In an asynchronous distributed application, messages can easily get out of order. Sometimes, this is due to a limitation of some endpoints, for example the Amazon Simple Queue Service not guaranteeing in order delivery of messages. And sometimes, it is a conscious architectural decision (for example to increase throughput), maybe there is a Splitter or Context-Based Router used to split long running tasks into separate threads which is losing the original message order. No matter what the reason is, when the messages have to be (re)ordered, Resequencer is the pattern to use.
The complete source code for this tutorial is located under the project camel-message-routing-examples/reorganizing-messages.
Let's start with a route that is supposably getting random messages, and we want to put them back in order. Here is how a Resequencer definition looks in Java DSL:
from("direct:start")
.resequence(header("message_index"))
.batch().size(100).timeout(1000L)
.to("mock:result");The main piece of information Resequencer needs to know is the criteria that will be used to order the messages. This can be the message body itself, or a header or property and is specified using an expression. In addition to the header used for ordering messages, in our example there are two other options: batchSize and batchTimeout. These options control how long the Resequencer should wait and collect messages before sorting and letting them go.
In the previous example, the Resequencer will collect up to 100 messages or will wait up to one second (whichever happens first), and then if there are any messages batched, sort them by the message_index header value, and let the messages further down the pipeline. When used in the default batching mode, Resequencer can also do reverse sorting, allow duplicate messages, and reject old messages or messages with an invalid sequence number. The downside of the batch processing algorithm is that it always collects messages up to a certain number or timeout, reducing the overall throughput of the system. There is also a stream based algorithm which reorders messages continuously based on detections of gaps between messages rather than fixed batch size. In order to use stream-based Resequencer, the messages must contain a unique sequence number for which the predecessor and successor is known. For example, the message sequence 1, 2, 4 has a gap, and the Resequencer will let message 1 and 2 go instantly without any batching, but retain message 4 until 3 arrives or timeout occurs. Configuring a streaming based Resequencer is very similar to a batch based one, except this one has the timeout and capacity options:
from("direct:start")
.resequence(header("message_index"))
.stream().capacity(100).timeout(1000L)
.to("mock:result");More information about the Resequencer pattern and how to use it can be found here at http://camel.apache.org/resequencer.html.
There are two other patterns that work on the message flow without modifying the message content. Let's have a look at Throttler and Delayer patterns.
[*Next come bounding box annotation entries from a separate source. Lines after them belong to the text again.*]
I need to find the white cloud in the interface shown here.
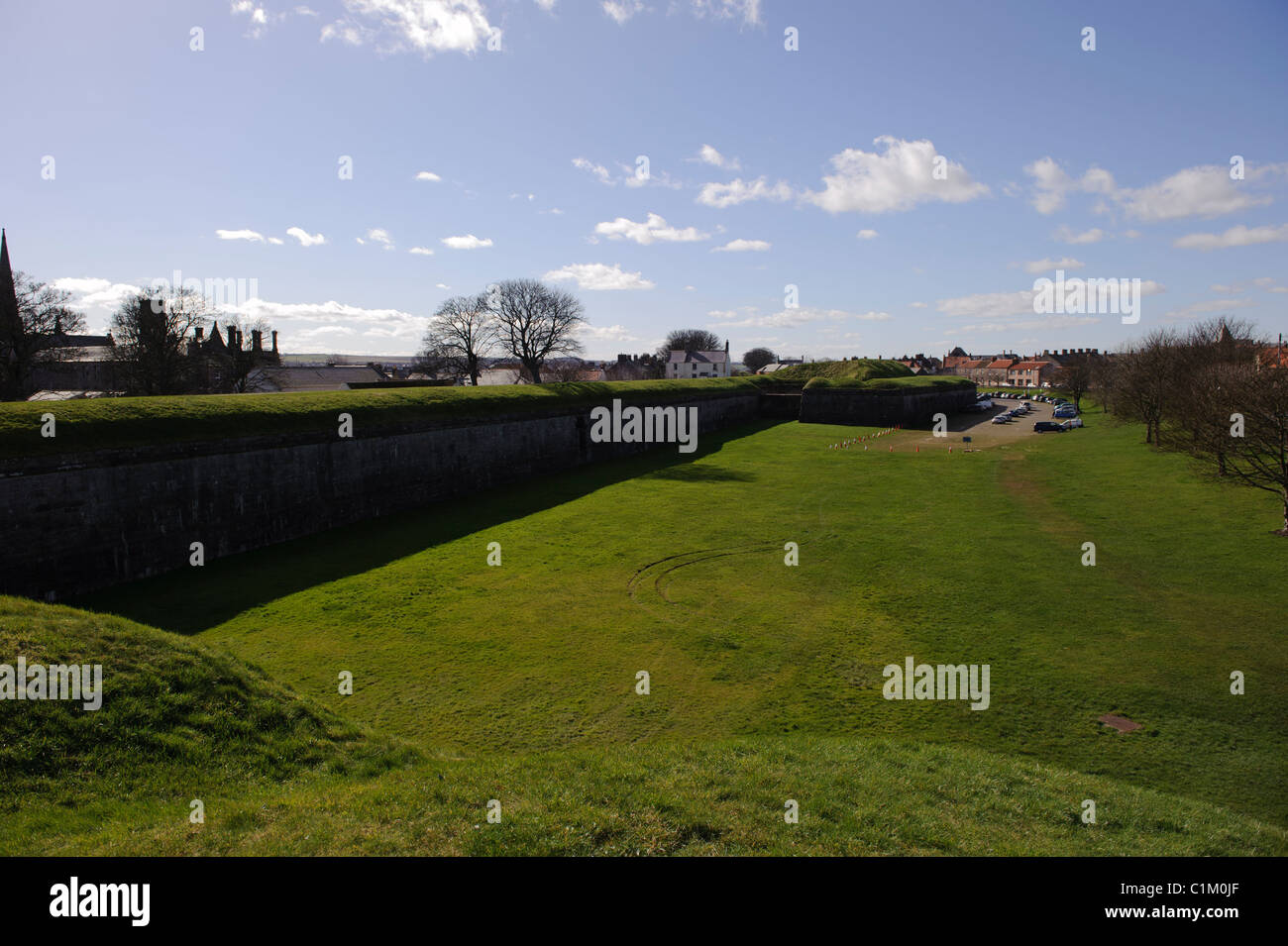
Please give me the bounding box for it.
[577,324,640,341]
[935,279,1166,324]
[1051,224,1105,245]
[600,0,644,26]
[572,158,680,189]
[1115,164,1288,223]
[595,214,711,246]
[542,263,653,289]
[1172,224,1288,251]
[693,0,760,26]
[711,240,772,254]
[1024,257,1087,275]
[49,276,143,331]
[692,145,739,171]
[1160,298,1256,322]
[228,298,425,354]
[707,306,893,328]
[572,158,613,185]
[1024,158,1288,225]
[286,227,326,246]
[802,135,989,214]
[215,231,265,244]
[698,177,793,207]
[442,233,492,250]
[1024,158,1115,214]
[321,0,492,56]
[358,228,394,250]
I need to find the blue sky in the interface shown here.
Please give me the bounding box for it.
[0,0,1288,358]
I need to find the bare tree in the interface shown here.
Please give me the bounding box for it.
[112,288,206,394]
[1051,354,1096,410]
[482,279,587,384]
[0,270,85,400]
[1109,328,1176,444]
[1171,360,1288,537]
[419,296,498,386]
[742,348,778,374]
[657,328,726,365]
[1158,317,1262,474]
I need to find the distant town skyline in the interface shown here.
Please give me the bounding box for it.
[0,0,1288,360]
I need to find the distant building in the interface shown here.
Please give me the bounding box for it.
[246,366,381,392]
[896,352,943,374]
[666,339,730,378]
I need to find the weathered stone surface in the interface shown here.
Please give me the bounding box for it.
[0,394,760,598]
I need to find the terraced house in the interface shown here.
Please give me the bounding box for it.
[666,339,729,378]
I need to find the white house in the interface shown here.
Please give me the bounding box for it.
[666,339,729,378]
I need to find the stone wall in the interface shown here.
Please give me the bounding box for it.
[0,392,760,598]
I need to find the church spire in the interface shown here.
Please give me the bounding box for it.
[0,229,21,331]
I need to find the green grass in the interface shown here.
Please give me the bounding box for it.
[769,358,915,381]
[0,378,761,459]
[0,596,407,811]
[0,597,1288,856]
[20,414,1288,853]
[805,374,975,394]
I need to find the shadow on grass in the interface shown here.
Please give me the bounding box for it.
[77,420,785,635]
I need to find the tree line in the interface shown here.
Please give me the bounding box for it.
[1087,318,1288,537]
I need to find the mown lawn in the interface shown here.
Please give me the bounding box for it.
[81,413,1288,833]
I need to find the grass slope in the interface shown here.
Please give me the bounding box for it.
[86,414,1288,833]
[0,596,406,817]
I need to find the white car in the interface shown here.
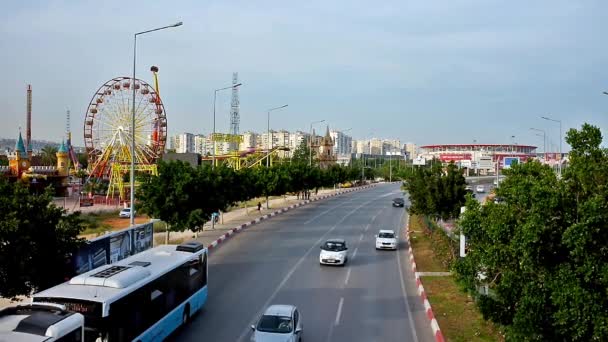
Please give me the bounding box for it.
[118,208,131,218]
[376,230,399,250]
[319,239,348,266]
[251,305,303,342]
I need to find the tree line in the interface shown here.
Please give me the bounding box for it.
[0,140,373,298]
[398,162,466,220]
[454,124,608,341]
[136,161,361,240]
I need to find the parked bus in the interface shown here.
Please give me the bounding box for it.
[33,242,208,342]
[0,304,84,342]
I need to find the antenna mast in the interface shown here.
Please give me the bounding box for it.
[230,72,241,151]
[25,84,32,158]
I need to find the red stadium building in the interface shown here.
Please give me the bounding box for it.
[420,144,536,169]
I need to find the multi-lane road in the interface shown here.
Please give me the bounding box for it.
[172,184,434,342]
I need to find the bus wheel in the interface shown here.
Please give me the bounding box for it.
[182,304,190,325]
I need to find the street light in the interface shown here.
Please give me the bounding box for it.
[129,21,183,226]
[266,105,288,167]
[541,116,562,178]
[308,119,325,167]
[530,127,547,161]
[211,83,243,169]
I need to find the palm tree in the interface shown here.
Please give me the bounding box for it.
[40,145,57,166]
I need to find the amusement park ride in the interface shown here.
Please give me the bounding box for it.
[84,66,167,199]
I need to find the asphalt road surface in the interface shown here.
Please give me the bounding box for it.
[171,184,434,342]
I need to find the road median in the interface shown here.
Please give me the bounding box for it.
[406,215,504,342]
Throttler is a simple pattern useful for organizing messages in time. It works by throttling down messages to a specified maximum rate in order to protect a target endpoint from getting overloaded. For example, some APIs do not allow frequent calls or incur extra charges when a certain rate is exceeded. A snippet like the following will prevent the mock:result endpoint from getting more than three requests per 10 seconds during peak load times:
<route>
<from uri="seda:a"/>
<throttle maximumRequestsPerPeriod="3" timePeriodMillis="10000">
<to uri="mock:result"/>
</throttle>
</route>The option maximumRequestsPerPeriod doesn't have to be hardcoded in the route definition, it can also be calculated at runtime using expressions.
Throttler can also work in non-blocking mode, so when the number of messages exceeds the maximum rate, instead of blocking the caller thread, it will schedule a task to be executed in the future using a separate thread. This lets the caller process further incoming messages while still honoring the maximum rate after the Throttler.
The Delayer pattern functions very similar to Throttler, but instead of introducing delay only when the maximum rate is exceeded, it always delays the messages by the specified amount of time. One good use case for this pattern is route testing and simulating long running processes:
<route>
<from uri="direct:start"/>
<delay asyncDelayed="true">
<constant>1000</constant>
</delay>
<to uri="mock:result"/>
</route>Similarly for Throttler, it is possible to specify the delay option using expression or make it non-blocking using the asyncDelayed option.